Tentative de meurtre par deux militaires de la DGSE : deux nouvelles mises en examen dont un militaire


Illustration. (photo Ian Langsdon/EPA/MaxPPP)

Un troisième militaire de la Direction générale de la sécurité extérieure (DGSE) a été mis en examen dans ce dossier sensible.

Deux militaires rattachés à la DGSE ont déjà été mis en examen puis écroués dans cette affaire. Au total, cinq suspects sont désormais poursuivis dans cette enquête et quatre ont été placés en détention provisoire.
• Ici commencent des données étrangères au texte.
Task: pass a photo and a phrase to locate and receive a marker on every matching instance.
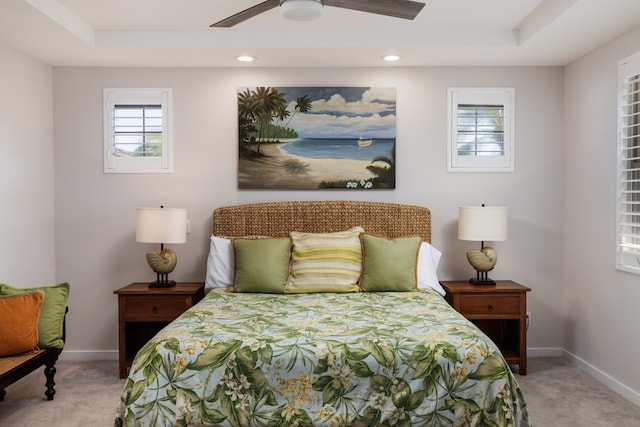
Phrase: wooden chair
(13, 368)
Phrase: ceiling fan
(309, 9)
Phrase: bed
(378, 355)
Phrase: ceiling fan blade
(247, 13)
(404, 9)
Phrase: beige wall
(600, 303)
(96, 248)
(27, 246)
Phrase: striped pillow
(325, 262)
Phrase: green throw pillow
(390, 265)
(54, 306)
(261, 265)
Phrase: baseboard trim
(544, 352)
(88, 355)
(615, 385)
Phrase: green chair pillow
(54, 306)
(390, 265)
(261, 265)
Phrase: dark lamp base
(482, 282)
(165, 284)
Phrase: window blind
(628, 219)
(138, 131)
(480, 130)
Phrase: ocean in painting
(319, 148)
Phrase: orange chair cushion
(19, 316)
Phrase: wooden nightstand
(500, 311)
(143, 311)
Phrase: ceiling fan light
(301, 10)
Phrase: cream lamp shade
(480, 224)
(161, 225)
(301, 10)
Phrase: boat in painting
(363, 142)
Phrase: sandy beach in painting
(279, 170)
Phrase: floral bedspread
(357, 359)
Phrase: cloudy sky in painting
(344, 112)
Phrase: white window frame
(628, 166)
(499, 96)
(122, 164)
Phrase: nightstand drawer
(494, 305)
(153, 308)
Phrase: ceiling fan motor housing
(301, 10)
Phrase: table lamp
(161, 225)
(482, 223)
Tout a débuté lors de l’interpellation de deux hommes à Créteil (Val-de-Marne) dans la nuit du 23 au 24 juillet dernier. Ces derniers âgés de 25 et 28 ans, affectés au centre parachutiste d’entraînement spécialisé de Saran (Loiret), ont été interpellés à bord d’un véhicule volé avec plusieurs armes dont un revolver et plusieurs couteaux de dotation de l’armée détaille Le Parisien. Une fausse plaque d’immatriculation était mal accrochée sur le véhicule. Les deux mis en cause sont des militaires du rang affectés à la compagnie de commandement et de logistique (CCL).

« Un projet criminel au préjudice d’une femme »

Dans un communiqué, le parquet a indiqué que ces deux militaires « semblaient s’apprêter à mettre à exécution un projet criminel au préjudice d’une femme âgée de 54 ans ». Deux jours plus tard, un troisième suspect qui travaille dans le domaine de la sécurité privée a été interpellé à son tour. Il a lui aussi été incarcéré.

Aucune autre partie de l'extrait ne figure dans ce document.